In 1862 and 1863 it was frequently employed in Spain during the night in the construction of railways. During the late Franco-German war in 1870 it was applied to submarine illumination, and more lately it has been used in a series of street illumination in St Petersburg.

The electric light apparatus was placed on the tower of the Admiralty Buildings of that city, and by means of it three of the larger streets were illuminated at night from 7 until 10 o’clock. In this latter case, as well as in that of the Rouen Docks, the lamps were supplied with the electric current generated in batteries.

It may be said, however, to have been only within the last two years that the question of electric lighting has developed into a burning one, and that the light itself has become so much more generally and extensively adopted.

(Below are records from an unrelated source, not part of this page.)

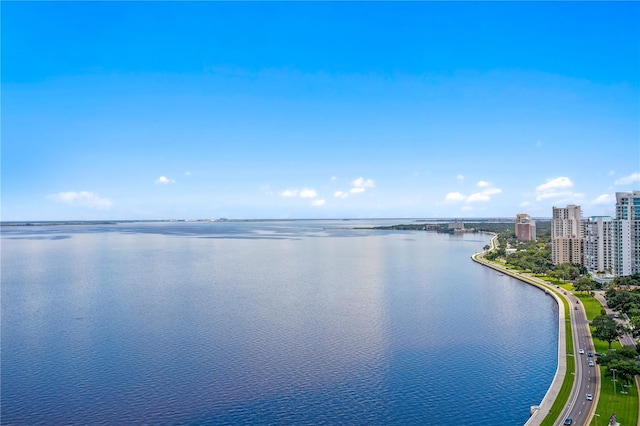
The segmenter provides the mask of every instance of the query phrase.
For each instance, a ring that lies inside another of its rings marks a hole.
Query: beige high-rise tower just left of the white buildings
[[[580,206],[553,207],[551,262],[584,264],[584,236]]]

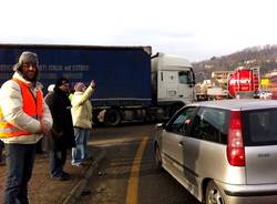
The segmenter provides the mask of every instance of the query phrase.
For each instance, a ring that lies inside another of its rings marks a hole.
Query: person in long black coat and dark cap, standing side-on
[[[52,145],[48,147],[50,155],[51,177],[65,181],[69,174],[63,171],[66,161],[66,150],[75,146],[74,131],[71,116],[71,103],[69,100],[69,80],[60,78],[54,86],[51,100],[48,100],[53,126]]]

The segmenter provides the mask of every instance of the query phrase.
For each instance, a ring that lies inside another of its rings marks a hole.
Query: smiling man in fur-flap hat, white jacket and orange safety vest
[[[11,80],[0,90],[0,139],[4,142],[7,183],[4,203],[29,203],[28,182],[32,175],[35,143],[52,126],[52,116],[38,82],[39,60],[22,52]]]

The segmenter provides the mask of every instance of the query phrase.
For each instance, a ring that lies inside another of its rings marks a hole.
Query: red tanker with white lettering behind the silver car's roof
[[[255,98],[259,92],[259,68],[237,68],[228,76],[228,92],[233,98]]]

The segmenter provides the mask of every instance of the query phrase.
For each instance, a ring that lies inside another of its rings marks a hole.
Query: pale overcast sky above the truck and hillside
[[[195,62],[277,44],[277,1],[2,0],[0,43],[152,45]]]

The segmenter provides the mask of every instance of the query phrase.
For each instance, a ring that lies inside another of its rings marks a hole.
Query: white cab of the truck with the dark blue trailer
[[[158,52],[152,57],[152,82],[157,103],[188,104],[195,101],[192,64],[176,55]]]

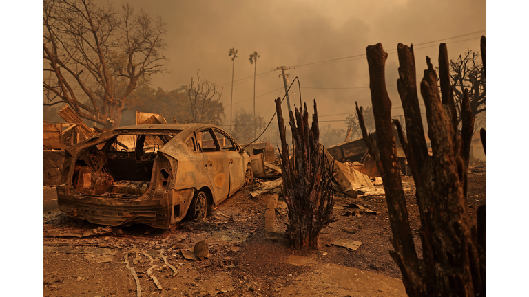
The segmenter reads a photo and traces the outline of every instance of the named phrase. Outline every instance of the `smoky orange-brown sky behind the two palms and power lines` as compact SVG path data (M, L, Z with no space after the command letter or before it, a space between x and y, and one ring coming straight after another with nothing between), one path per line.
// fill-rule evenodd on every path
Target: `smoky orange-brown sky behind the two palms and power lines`
M106 1L98 1L106 3ZM119 8L120 1L112 2ZM228 50L235 47L233 109L253 111L253 70L249 54L257 51L256 115L268 122L273 99L284 96L278 66L289 83L298 76L303 102L318 103L321 124L344 128L355 101L371 105L367 45L382 43L389 56L386 85L393 102L392 115L402 115L397 94L398 43L414 45L417 80L426 69L426 56L437 65L439 43L448 45L450 58L467 49L479 50L486 36L486 1L129 1L136 11L158 14L167 23L165 55L170 73L152 78L152 87L176 89L200 76L223 87L224 128L229 129L231 69ZM352 57L352 58L346 58ZM335 60L337 59L337 60ZM320 61L331 62L317 63ZM317 63L317 64L313 64ZM295 93L295 94L294 94ZM291 107L300 106L297 83ZM283 102L287 111L287 100ZM286 116L286 114L284 114ZM275 124L276 121L274 120Z

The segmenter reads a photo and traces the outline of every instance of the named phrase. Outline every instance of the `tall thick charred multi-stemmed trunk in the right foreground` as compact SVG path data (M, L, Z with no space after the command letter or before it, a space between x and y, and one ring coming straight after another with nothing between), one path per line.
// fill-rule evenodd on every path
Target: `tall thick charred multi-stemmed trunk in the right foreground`
M417 206L422 223L419 230L422 259L418 258L413 243L400 181L395 137L391 132L391 100L384 80L387 54L380 43L366 50L377 150L373 149L372 140L366 133L362 108L357 107L362 135L384 181L393 232L391 242L395 249L390 254L402 272L402 281L409 296L484 296L486 259L481 256L485 245L484 227L476 230L470 225L466 201L468 158L474 127L468 92L464 96L463 126L459 135L448 76L448 52L442 43L439 46L442 96L437 86L437 74L428 57L428 69L424 70L421 83L428 137L433 151L432 156L428 155L417 96L413 47L400 43L397 51L400 63L397 87L404 109L407 137L398 120L393 120L393 124L397 126L417 188ZM481 215L484 216L483 213Z

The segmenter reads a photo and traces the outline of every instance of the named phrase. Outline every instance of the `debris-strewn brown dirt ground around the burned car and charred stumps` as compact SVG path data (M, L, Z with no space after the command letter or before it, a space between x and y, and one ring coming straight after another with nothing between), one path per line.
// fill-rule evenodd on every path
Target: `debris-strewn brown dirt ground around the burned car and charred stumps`
M412 177L402 181L409 189L406 200L420 256L415 186ZM45 196L50 192L46 188ZM141 296L406 296L388 253L391 228L384 195L352 199L335 193L333 214L338 221L322 230L318 250L300 252L290 250L286 239L264 239L264 209L272 195L249 197L251 190L239 190L206 221L182 221L169 230L132 225L103 236L50 236L99 227L50 209L43 223L43 296L139 296L138 287ZM351 203L380 213L342 215L353 212ZM468 204L474 224L482 203L486 173L470 172ZM276 228L284 230L287 219L280 200ZM192 249L203 239L209 243L209 259L185 259L180 250ZM335 239L362 245L352 252L331 245Z

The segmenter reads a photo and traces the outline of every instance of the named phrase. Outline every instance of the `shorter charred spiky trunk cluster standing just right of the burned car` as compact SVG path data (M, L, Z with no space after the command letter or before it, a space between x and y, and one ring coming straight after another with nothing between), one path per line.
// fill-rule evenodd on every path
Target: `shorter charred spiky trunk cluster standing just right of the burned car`
M276 99L276 109L282 146L280 156L284 201L289 208L289 243L291 248L298 250L317 248L320 231L332 222L334 195L331 177L334 168L333 162L326 159L323 146L320 146L316 102L311 128L307 104L304 104L303 110L295 109L295 118L292 111L289 113L293 159L289 157L281 98Z

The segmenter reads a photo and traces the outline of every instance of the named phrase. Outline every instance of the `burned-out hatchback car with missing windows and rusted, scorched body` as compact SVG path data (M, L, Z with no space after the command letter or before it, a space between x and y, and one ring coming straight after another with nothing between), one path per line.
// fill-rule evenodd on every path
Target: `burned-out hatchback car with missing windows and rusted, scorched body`
M65 150L59 210L101 225L205 219L249 183L250 157L211 124L123 126Z

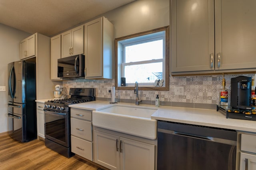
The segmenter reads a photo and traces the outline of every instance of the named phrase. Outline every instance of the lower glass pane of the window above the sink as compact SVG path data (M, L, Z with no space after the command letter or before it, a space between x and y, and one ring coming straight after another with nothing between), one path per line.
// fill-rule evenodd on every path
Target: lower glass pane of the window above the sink
M124 77L126 83L154 83L156 79L162 79L162 69L162 62L125 66Z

This new era in the history of artificial illumination may be said to date from the introduction of two forms of dynamic magneto-electric apparatus, the one invented by Dr Siemens, the eminent telegraphic engineer, the other by M. Gramme, of Paris, who, from having been formerly a journeyman carpenter, has now become the head of a manufacture which forms a most important branch of scientific industry.

In the apparatus of Gramme and Siemens three marked features and improvements over the older machines have been achieved:—

1. A great reduction in size, and, consequently, in cost, and requisite space for the machine.

2. The method of generating large quantities of electricity by the mutual action between the different parts of the same machine, and the induction therein set up.[14]

[14] This discovery was made independently and nearly simultaneously by Drs Siemens and Sir Charles Wheatstone.

3. The production of the electric current at a much less expenditure of motive power.

On this latter point Professor Tyndall, in his report to the elder brethren of the Trinity House, states that magneto-electric machines of old construction cost ten times more, occupied twenty-five times the space, and weighed fourteen times as much as the recent machines, while they produced only one-fifth of the light with practically the same driving power; which in effect amounts to this—that taking illuminating effect in each case into consideration, the new machines cost one-fiftieth, and are, as regards space occupied, 125 times more advantageous than the earlier forms.